Paula miró más allá de Pedro. La mansión de muros altos se elevaba a su espalda y el sonido del agua en las fuentes acariciaba sus oídos. Pero Pedro no tenía razón. Su relación era auténtica y estaba llena de sentimientos. Y eso era el amor.


Cerró los puños con fuerza, decidida a ocultar su miedo.


‐Es muy fácil criticarme. Conoces mi vida y mi pasado. Yo, en cambio, no tengo esa ventaja. No sé nada de tu casa, tu familia y tu mundo. Sólo sé que renunciaste a tu libertad para casarte conmigo. Me hubiera gustado conocer tu pasado.


‐No es vida para una mujer.


‐Quizá no sea india ni pertenezca a las montañas ‐dijo Paula‐. Pero no soy una debilucha. Sé montar a caballo, puedo acampar y cocinar al aire libre...


—Nuestra vida no consiste en ir de acampada.


‐Vas a ponérmelo difícil, ¿verdad?


‐Tú eres la amante de los retos ‐señaló con una carcajada‐. Todo tiene que resultar difícil, intenso, exigente.


‐Siempre has sido un jugador, Pedro. Apuesta por mí ‐dijo, decidida a darlo todo para recuperarlo‐. Llévame contigo cuando vuelvas a tu tierra en dos días. Enséñame dónde naciste y dónde te educaste. Quiero conocerte mejor y me gustaría que me presentaras a tu familia. Significaría mucho para mí. Ya sé que tu padre falleció el año pasado, pero quisiera conocer a tu madre, tu hermano... y tus amigos.


‐Ya no queda casi nadie en el pueblo ‐dijo‐. Es un sitio pobre, pequeño, aburrido.


‐¿Dejarás que lo juzgue por mí misma?


‐El acceso es complicado y estás convaleciente.

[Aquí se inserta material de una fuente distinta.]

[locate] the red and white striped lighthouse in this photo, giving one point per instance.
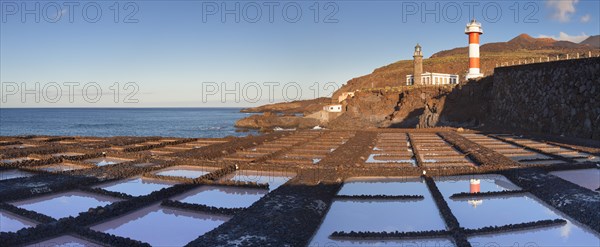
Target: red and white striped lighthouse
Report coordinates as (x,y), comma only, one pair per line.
(474,30)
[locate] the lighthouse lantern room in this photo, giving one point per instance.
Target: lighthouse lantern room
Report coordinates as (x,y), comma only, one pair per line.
(474,31)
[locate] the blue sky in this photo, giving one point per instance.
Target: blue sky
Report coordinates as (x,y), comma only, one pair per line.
(176,52)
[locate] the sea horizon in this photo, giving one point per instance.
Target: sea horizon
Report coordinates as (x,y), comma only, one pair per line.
(183,122)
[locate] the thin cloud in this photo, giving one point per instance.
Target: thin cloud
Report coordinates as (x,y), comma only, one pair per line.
(563,9)
(585,18)
(566,37)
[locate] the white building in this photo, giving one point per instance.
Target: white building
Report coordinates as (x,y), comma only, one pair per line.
(345,95)
(333,108)
(429,78)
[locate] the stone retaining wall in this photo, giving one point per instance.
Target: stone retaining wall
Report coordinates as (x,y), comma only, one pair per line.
(561,98)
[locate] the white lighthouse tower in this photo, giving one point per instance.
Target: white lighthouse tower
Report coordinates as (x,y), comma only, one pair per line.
(474,30)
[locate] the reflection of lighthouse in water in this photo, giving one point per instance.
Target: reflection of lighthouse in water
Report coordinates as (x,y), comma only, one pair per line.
(475,187)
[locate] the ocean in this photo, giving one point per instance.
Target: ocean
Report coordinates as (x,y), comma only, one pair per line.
(106,122)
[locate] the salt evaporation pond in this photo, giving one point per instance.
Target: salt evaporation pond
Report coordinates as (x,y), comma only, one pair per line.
(567,235)
(587,178)
(438,242)
(104,161)
(487,183)
(222,196)
(274,179)
(511,209)
(185,171)
(12,223)
(384,186)
(382,215)
(61,167)
(65,241)
(160,226)
(13,173)
(64,204)
(136,186)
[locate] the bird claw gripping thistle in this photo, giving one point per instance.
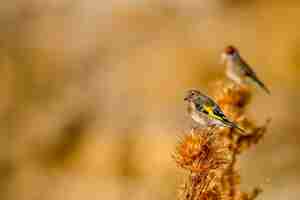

‐Ya sabes que estoy mucho mejor. Llama al doctor Domínguez ‐sugirió, consciente de que tenía la batalla perdida‐. No te pido la luna, Pedro. Sólo quiero acompañarte. Además, será divertido. Habrá cosas nuevas.


‐Entonces vete a un crucero. Hay barcos muy bonitos y navegan por puertos muy seguros. No hay peligro y no hay problemas.


‐Eso es muy cruel.


‐Sólo intento ser honesto ‐apuntó Pedro.


Paula no tenía más argumentos. Sólo le quedaba una última baza, desesperada.


‐Si me amas, Pedro. Si alguna vez me has amado... ‐advirtió la amenaza en el gesto adusto de Pedro‐. Si me amaste, me llevarás contigo.


Pedro levantó la vista lentamente. Su mirada era tan intensa que veía su propio reflejo en la negrura de sus pupilas.


‐¿Quieres acompañarme? ‐la voz sonó cáustica—. De acuerdo, irás. Saldremos mañana.